Going back to the digit recognition example, say our input matrices are $10 \times 10 \times 3$ (three channels for RGB) and we apply $32$ filters to them. That leaves us with a total of $10 * 10 * 32 = 3200$ items in the matrices resulting from the convolutional layer. In order to classify an input image as a digit, usually a dense (fully-connected) layer with a softmax activation is used to squash the results into a low-dimensional vector ($10$ dimensions in our case). However, as we've seen earlier, even for tiny images like in our example the number of outputs can get very big. Pooling layers are meant to reduce the dimensionality while retaining the important features learned by the filters.

Pooling utilizes the same sliding window technique as before. Let's take your example matrix from before:

\begin{equation*}
    \begin{pmatrix}
        0 &   0 &   0 &   0 &   0 \\
        0 &   2 &   2 &   2 &   0 \\
        0 &   1 &   1 &   2 &   0 \\
        0 &   1 &   2 &   2 &   0 \\
        0 &   0 &   0 &   0 &   0 \\
    \end{pmatrix}
\end{equation*}

We again use a $3 \times 3$ sliding window, but this time we choose a stride of $2$. This gives us the following sub-matrices:

\begin{equation*}
    \begin{pmatrix}
        0 &   0 &   0 \\
        0 &   2 &   2 \\
        0 &   1 &   1 \\
    \end{pmatrix}
    \quad
    \begin{pmatrix}
        0 &   0 &   0 \\
        2 &   2 &   0 \\
        1 &   2 &   0 \\
    \end{pmatrix}
    \quad
    \begin{pmatrix}
        0 &   1 &   1 \\
        0 &   1 &   2 \\
        0 &   0 &   0 \\
    \end{pmatrix}
    \quad
    \begin{pmatrix}
        1 &   2 &   0 \\
        2 &   2 &   0 \\
        0 &   0 &   0 \\
    \end{pmatrix}
\end{equation*}

We now reduce each of these matrices to a single number by either taking the maximum (_max pooling_) or the average (_average pooling_). The result is a $2 \times 2$ matrix. For example, in the case of max pooling we get

\begin{equation*}
    \begin{pmatrix}
        2 &   2 \\
        2 &   2 \\
    \end{pmatrix}.
\end{equation*}

Note that, as before, this is not limited to the $2$-dimensional case but can easily be extended to higher dimensional data.

## Implementation
In this section we will train a small CNN on the MNIST dataset to do character recognition. [The code is taken from the Keras repository.](https://github.com/keras-team/keras/blob/master/examples/mnist_cnn.py)

In [1]:
import keras
from keras.datasets import mnist
from keras.models import Sequential
from keras.layers import Dense, Dropout, Flatten
from keras.layers import Conv2D, MaxPooling2D
from keras import backend as K

Using TensorFlow backend.


We first set some hyperparameters:

In [2]:
batch_size = 128
num_classes = 10
epochs = 12

# input image dimensions
img_rows, img_cols = 28, 28

The MNIST data can be directly loaded from keras. It is already split into training and test set.

In [3]:
# the data, split between train and test sets
(x_train, y_train), (x_test, y_test) = mnist.load_data()

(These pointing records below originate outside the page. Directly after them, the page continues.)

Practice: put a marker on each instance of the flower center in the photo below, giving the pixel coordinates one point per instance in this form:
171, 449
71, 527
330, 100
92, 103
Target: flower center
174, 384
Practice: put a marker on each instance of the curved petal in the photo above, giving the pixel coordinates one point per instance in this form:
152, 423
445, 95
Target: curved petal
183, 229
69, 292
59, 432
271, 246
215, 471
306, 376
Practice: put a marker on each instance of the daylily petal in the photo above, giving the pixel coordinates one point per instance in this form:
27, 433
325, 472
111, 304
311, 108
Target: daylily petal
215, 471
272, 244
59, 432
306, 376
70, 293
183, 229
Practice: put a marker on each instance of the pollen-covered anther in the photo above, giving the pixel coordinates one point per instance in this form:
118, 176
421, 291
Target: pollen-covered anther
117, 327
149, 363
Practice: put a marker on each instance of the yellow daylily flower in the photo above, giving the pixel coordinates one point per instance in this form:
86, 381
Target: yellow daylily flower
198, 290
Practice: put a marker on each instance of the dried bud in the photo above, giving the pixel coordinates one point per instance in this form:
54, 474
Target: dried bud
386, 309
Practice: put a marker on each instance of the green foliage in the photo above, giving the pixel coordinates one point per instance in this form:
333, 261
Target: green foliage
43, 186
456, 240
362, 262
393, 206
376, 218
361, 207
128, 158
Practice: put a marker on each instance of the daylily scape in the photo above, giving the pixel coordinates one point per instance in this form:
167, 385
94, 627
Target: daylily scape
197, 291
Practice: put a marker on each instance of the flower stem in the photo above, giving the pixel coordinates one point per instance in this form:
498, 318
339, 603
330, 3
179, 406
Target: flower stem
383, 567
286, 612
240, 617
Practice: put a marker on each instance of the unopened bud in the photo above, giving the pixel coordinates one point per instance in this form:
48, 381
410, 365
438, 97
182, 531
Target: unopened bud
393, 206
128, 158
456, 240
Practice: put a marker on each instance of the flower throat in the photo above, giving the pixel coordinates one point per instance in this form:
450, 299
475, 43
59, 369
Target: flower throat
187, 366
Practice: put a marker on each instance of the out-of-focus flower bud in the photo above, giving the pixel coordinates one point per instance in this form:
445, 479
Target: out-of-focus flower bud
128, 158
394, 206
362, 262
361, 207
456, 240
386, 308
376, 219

We now have to reshape the data according to some keras setting (`channels_first` or `channels_last`). This setting determines what data shape the `Conv2D` layers expect. Note that this is still necessary even though our images have only one color channel.

In [4]:
if K.image_data_format() == 'channels_first':
    x_train = x_train.reshape(x_train.shape[0], 1, img_rows, img_cols)
    x_test = x_test.reshape(x_test.shape[0], 1, img_rows, img_cols)
    input_shape = (1, img_rows, img_cols)
else:
    x_train = x_train.reshape(x_train.shape[0], img_rows, img_cols, 1)
    x_test = x_test.reshape(x_test.shape[0], img_rows, img_cols, 1)
    input_shape = (img_rows, img_cols, 1)

The next step is normalizing the image data from $[0; 255]$ to $[0; 1]$. Normalized data usually gives better results than data with arbitrarily large numbers.

In [5]:
x_train = x_train.astype('float32')
x_test = x_test.astype('float32')
x_train /= 255
x_test /= 255
print('x_train shape:', x_train.shape)
print(x_train.shape[0], 'train samples')
print(x_test.shape[0], 'test samples')

x_train shape: (60000, 28, 28, 1)
60000 train samples
10000 test samples


Finally we have to convert our class labels to one-hot vectors as our model outputs a probability distribution (using softmax) and the labels are given as simple numbers.

In [6]:
# convert class vectors to binary class matrices
y_train = keras.utils.to_categorical(y_train, num_classes)
y_test = keras.utils.to_categorical(y_test, num_classes)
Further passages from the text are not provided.